We call a map between 2 normed vector spaces is isometric isomorphism if it is an isometry and an linear isomorphism. Then, these 2 vector spaces are called isometrically isomorphic.
Suppose $X,\,Y$ be 2 metric vector space of dimension $n$. Suppose $f:\ X\longrightarrow Y$ is a isometric, that is $$d_X(x,y)=d_Y\big(f(x),f(y)\big),\ \forall x,y\in X.$$ I want to know if $X,Y$ are linear isomorphic ?
What I know is if $X,Y$ are normed $n-$vector space, then every isometry $f:\ X\longrightarrow Y$ must be affine, which means \begin{align} f(x)=L(x)+u, \end{align} for some bijective linear $L:\ X\longrightarrow Y$ and $u\in Y$. Then $L$ will be a isometric isomorphism.

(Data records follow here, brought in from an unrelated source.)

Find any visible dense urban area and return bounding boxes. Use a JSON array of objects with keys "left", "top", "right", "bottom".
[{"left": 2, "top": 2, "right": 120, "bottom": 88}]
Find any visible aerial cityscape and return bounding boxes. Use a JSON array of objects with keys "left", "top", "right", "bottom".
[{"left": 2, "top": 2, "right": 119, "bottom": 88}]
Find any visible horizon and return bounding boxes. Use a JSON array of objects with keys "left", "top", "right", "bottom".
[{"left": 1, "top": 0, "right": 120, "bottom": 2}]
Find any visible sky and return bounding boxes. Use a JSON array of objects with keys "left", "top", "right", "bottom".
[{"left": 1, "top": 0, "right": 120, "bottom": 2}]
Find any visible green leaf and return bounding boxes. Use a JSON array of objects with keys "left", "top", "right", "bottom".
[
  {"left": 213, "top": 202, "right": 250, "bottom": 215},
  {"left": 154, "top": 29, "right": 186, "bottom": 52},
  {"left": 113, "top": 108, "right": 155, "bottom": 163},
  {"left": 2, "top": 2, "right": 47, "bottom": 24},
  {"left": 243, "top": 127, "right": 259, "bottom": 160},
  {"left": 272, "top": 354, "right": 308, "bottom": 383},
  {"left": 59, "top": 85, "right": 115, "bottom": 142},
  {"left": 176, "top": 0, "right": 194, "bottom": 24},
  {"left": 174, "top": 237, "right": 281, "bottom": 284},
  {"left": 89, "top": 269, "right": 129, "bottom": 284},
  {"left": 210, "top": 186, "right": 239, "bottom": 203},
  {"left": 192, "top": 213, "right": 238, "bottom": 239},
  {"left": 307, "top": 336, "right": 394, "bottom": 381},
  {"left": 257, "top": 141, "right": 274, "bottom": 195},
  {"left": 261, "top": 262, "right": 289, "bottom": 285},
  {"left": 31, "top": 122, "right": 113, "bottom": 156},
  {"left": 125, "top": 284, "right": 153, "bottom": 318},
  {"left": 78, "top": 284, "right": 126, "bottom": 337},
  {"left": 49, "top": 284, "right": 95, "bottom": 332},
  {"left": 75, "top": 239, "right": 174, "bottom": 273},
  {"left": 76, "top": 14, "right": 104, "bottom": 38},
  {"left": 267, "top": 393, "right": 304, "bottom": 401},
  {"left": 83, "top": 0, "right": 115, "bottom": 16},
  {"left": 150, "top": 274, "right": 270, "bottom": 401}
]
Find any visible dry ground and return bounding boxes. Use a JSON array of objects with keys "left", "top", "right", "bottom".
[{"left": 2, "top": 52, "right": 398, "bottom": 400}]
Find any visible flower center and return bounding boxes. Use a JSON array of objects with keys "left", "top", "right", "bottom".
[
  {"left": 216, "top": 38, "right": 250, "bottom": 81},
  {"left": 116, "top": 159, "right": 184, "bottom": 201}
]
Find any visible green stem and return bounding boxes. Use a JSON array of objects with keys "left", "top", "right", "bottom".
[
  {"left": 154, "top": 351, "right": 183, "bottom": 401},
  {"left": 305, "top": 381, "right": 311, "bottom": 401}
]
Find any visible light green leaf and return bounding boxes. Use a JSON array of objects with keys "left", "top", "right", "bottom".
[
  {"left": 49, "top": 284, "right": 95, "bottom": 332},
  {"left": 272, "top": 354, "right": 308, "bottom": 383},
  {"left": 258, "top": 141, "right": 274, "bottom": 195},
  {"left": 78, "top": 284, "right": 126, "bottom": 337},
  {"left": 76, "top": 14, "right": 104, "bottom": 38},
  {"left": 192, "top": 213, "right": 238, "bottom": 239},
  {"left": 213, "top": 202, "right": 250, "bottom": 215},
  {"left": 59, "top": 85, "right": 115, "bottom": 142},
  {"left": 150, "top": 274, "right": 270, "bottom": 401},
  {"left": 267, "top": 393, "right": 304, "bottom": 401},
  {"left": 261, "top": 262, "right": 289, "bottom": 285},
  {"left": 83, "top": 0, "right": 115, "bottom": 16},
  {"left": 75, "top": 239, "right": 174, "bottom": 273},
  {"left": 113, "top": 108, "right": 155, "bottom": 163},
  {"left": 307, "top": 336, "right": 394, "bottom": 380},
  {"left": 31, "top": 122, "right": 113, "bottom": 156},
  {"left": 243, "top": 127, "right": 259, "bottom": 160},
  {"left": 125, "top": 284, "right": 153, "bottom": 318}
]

But is it true for the preceding case ? Moreover, if 2 metric vector spaces $n$ dimensional are isometric, then would they be isomorphic ?
I hope someone will help me to clarify this. Thanks
The result that you have cited about isometries between normed spaces being affine (which is linear plus a constant and subtracting the constant gives a linear isometry) is that the norm, by its definition, has some interplay with the linear structure. For example, homogeneity: $\|tx\|=|t|\|x\|$ connects the norm to scalar multiples (algebraic operation). The triangle inequality connects the norm to sums (algebraic operation).
If we drop this and ask about general metrics which don't have any particular connection to the linear structure of the space, we don't get any nice result. For example, take $X=Y=\mathbb{R}$. Define $$d_X(x,y)=\left\{\begin{array}{ll} 0 & : x=y \\ 1 & : x\neq y, \{x,y\}\cap \{0\}=\varnothing,\\ 2 & : x\neq y, \{0\}\subsetneq \{x,y\}.\end{array}\right.$$
So any two non-zero points are distance $1$ from each other, and $0$ is distance $2$ from everything else.
$$d_Y(x,y)=\left\{\begin{array}{ll} 0 & : x=y \\ 1 & : x\neq y, \{x,y\}\cap \{1\}=\varnothing,\\ 2 & : x\neq y, \{1\}\subsetneq \{x,y\}.\end{array}\right.$$
Here, any two non-$1$ points are distance $1$ from each other, and $1$ is distance $2$ from everything else.
There are lots of isometries from $X$ to $Y$ (any bijection $F:X\to Y$ which has $F(0)=1$ is an isometry). But there are no linear isometries, because a linear operator takes $0$ to $0$ and an isometry from $X$ to $Y$ has to take $0$ to $1$.